A report today by Chatham House and the Economic and Social Research Council has reported that Britains involvement in Iraq has put us more at risk from terrorist attacks. It’s what those of us in the anti-war camp have been saying since before the war happened, and it’s been proved time and time again by the terror alerts, and now by the terrible bombing in London on July 7th.
But do the government come clean? Are you kidding? This is the new Labour spin machine at work here. So here’s John Reid to peddle the moronic party line,
“And the idea that somehow by running away from the school bully, then the bully will not come after you is a thesis that is known to be completely untrue by every kid in the playground and it is also refuted by every piece of historical evidence that we have.”
OK, what are the similarities between acts of terror and bullying. Are we talking about big kids attacking small kids for no reason? Er, no. Are we talking about people who want to take the equivalent of our dinner money, or assert their place in some kind of playground heirarchy? Er, no. So the bully analogy means nothing.

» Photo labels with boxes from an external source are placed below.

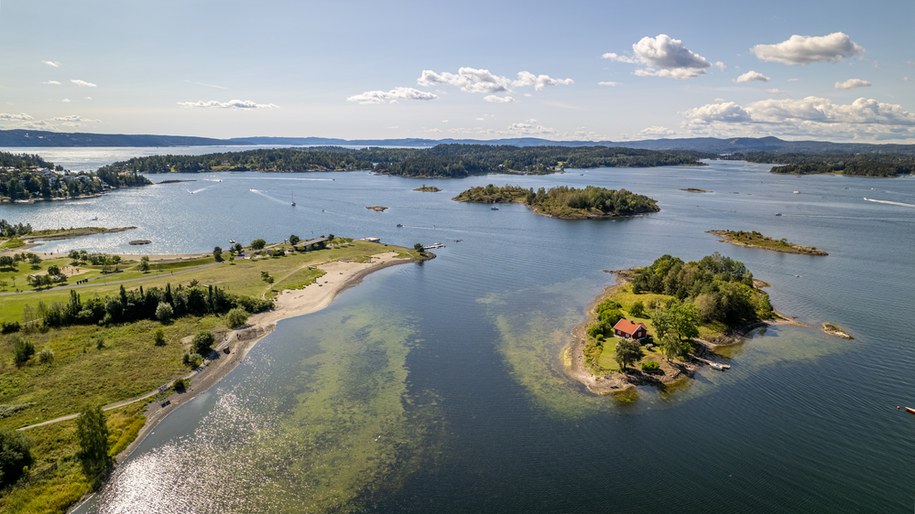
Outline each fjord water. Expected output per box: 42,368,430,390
8,152,915,512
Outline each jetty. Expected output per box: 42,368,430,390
690,354,731,371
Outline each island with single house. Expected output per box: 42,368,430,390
707,230,829,256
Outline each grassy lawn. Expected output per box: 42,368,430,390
0,241,416,513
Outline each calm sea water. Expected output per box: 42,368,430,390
0,149,915,512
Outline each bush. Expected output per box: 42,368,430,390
13,337,35,367
226,307,248,328
172,374,191,393
0,321,22,334
181,352,203,369
0,429,32,487
191,330,216,355
629,302,645,318
38,348,54,364
156,302,175,323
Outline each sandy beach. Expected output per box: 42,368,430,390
117,251,414,461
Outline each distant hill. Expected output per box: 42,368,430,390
0,130,915,155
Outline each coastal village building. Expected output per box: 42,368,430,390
613,318,648,339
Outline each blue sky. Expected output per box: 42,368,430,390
0,0,915,143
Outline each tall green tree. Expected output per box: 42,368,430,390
76,406,113,488
614,339,642,371
0,430,32,486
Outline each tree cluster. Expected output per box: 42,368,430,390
454,184,660,218
98,144,708,177
632,252,772,328
31,284,273,327
727,152,915,177
0,219,32,237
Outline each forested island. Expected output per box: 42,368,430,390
99,144,710,177
706,230,829,255
725,152,915,177
453,184,661,219
570,253,775,393
0,152,151,202
0,235,432,512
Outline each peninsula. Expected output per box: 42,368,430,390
564,253,777,394
98,144,712,178
706,230,829,256
453,184,661,220
0,235,432,512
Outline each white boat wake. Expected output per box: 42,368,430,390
864,196,915,208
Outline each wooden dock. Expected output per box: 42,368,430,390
690,354,731,371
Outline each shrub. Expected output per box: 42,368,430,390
38,348,54,364
226,307,248,328
0,321,22,334
181,352,203,369
0,429,32,486
172,374,191,393
156,302,175,323
629,302,645,318
642,361,661,373
13,337,35,367
191,330,216,355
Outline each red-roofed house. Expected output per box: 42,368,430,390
613,318,648,339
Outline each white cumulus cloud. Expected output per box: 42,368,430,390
750,32,864,64
512,71,575,91
639,125,674,137
602,34,712,79
483,95,515,104
0,112,32,121
178,100,278,110
834,79,871,89
416,66,575,95
684,96,915,140
736,70,769,84
346,87,438,105
70,79,98,87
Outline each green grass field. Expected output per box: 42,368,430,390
0,240,419,513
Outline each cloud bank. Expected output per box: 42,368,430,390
750,32,864,64
602,34,723,79
178,100,279,110
735,70,770,84
683,96,915,139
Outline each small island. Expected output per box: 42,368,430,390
820,321,854,339
707,230,829,256
564,253,777,394
0,236,434,512
453,184,661,220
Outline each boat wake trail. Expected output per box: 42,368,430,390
864,196,915,208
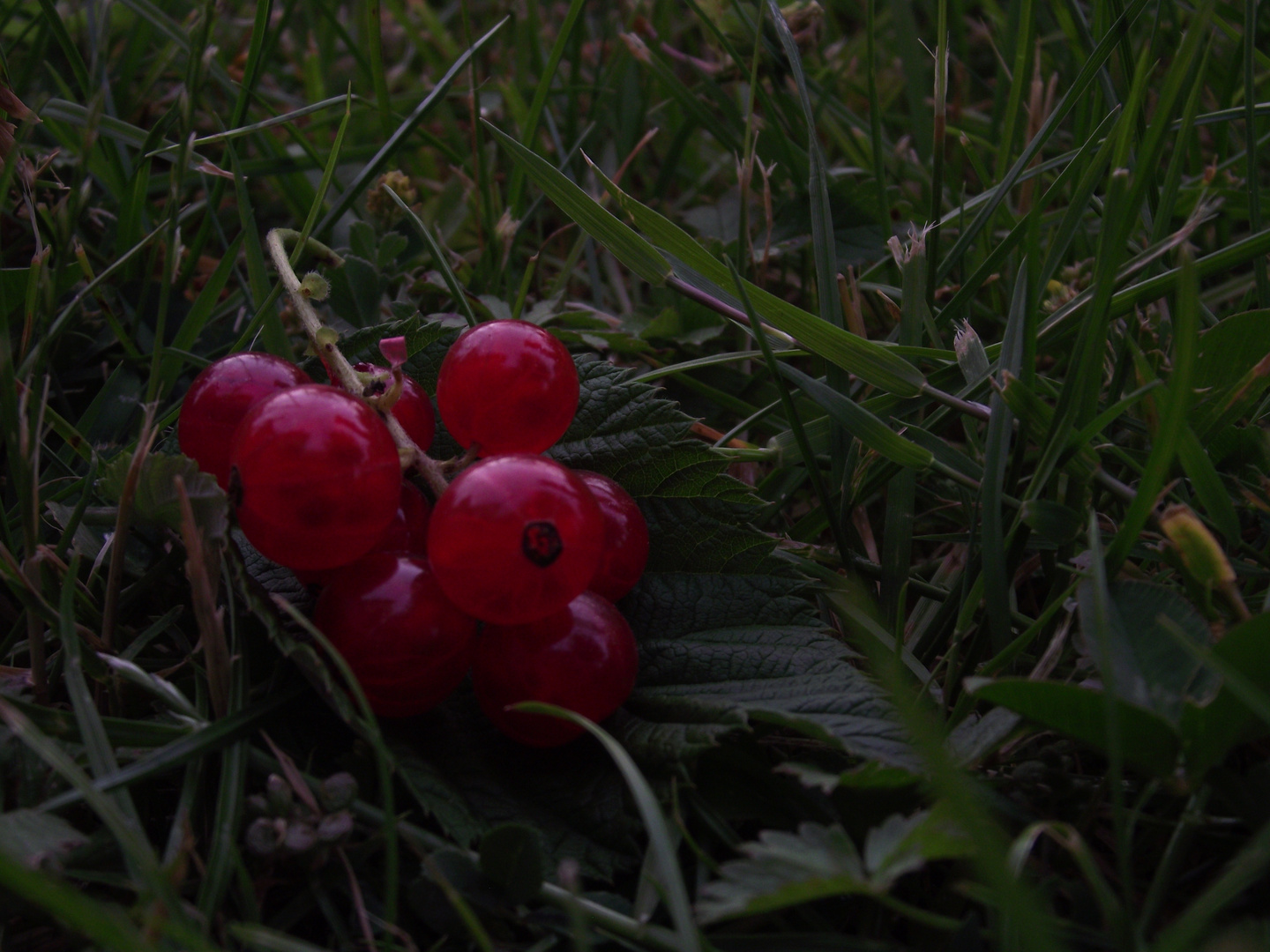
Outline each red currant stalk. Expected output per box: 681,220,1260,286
265,228,445,496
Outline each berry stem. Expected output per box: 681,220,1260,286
265,228,447,496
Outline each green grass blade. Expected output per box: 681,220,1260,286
728,259,851,565
225,142,290,357
0,853,156,952
384,185,476,328
592,159,926,398
40,0,96,101
981,266,1027,654
513,701,701,952
777,363,935,470
38,688,303,811
1106,253,1199,576
0,698,180,917
938,0,1148,282
485,122,670,286
291,85,353,266
759,0,843,338
507,0,584,214
158,231,246,400
312,17,511,234
1244,0,1270,307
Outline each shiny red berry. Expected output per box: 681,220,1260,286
176,350,312,488
575,470,647,602
314,552,476,718
428,455,604,624
370,480,432,556
437,321,578,456
292,480,432,585
230,383,401,569
353,363,437,453
473,591,639,747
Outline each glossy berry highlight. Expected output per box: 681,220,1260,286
314,552,476,718
577,470,647,602
230,383,401,570
176,350,312,488
428,455,604,624
437,320,579,456
473,591,639,747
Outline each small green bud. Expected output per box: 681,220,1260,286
318,810,353,843
245,816,280,857
282,822,318,853
300,271,330,301
318,772,357,814
952,321,988,386
315,326,339,350
265,773,292,816
1160,505,1235,588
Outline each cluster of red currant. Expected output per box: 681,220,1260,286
178,320,647,747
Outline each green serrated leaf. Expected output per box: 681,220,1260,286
480,822,543,904
1077,579,1217,726
0,810,87,869
698,822,871,923
98,453,230,542
389,688,639,880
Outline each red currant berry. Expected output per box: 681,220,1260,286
230,383,401,569
370,480,432,556
176,350,312,488
294,480,432,585
437,321,578,456
353,363,437,453
575,470,647,602
428,455,604,624
314,552,476,718
473,591,639,747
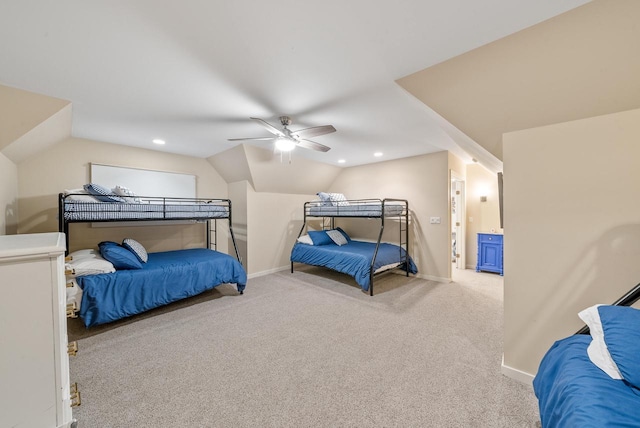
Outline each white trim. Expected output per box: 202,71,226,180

You can’t describe a group of people retaliating for a war waged on Arabs as bullies. Their methods are horrific – this isn’t any justification of bombings, suicidal or otherwise – but their motivation is not to grab the UK’s dinner money. It’s the actions of the voiceless. Those who feel for whatever reason, their point is not being heard. Mix that in with a load of crazy exteme fundementalist ranting that gives moral credence to the attacks, and you’ve got a potent cocktail. The answer is not to wage war, but to remove the reasons for war. Bully metaphors are just bollocks.
Also a must-read is this week’s cover story in The New Statesman, about the islamic tradition that has spawned the extremists – it’s on the cover story page, but I’ll try and find a more permanent link.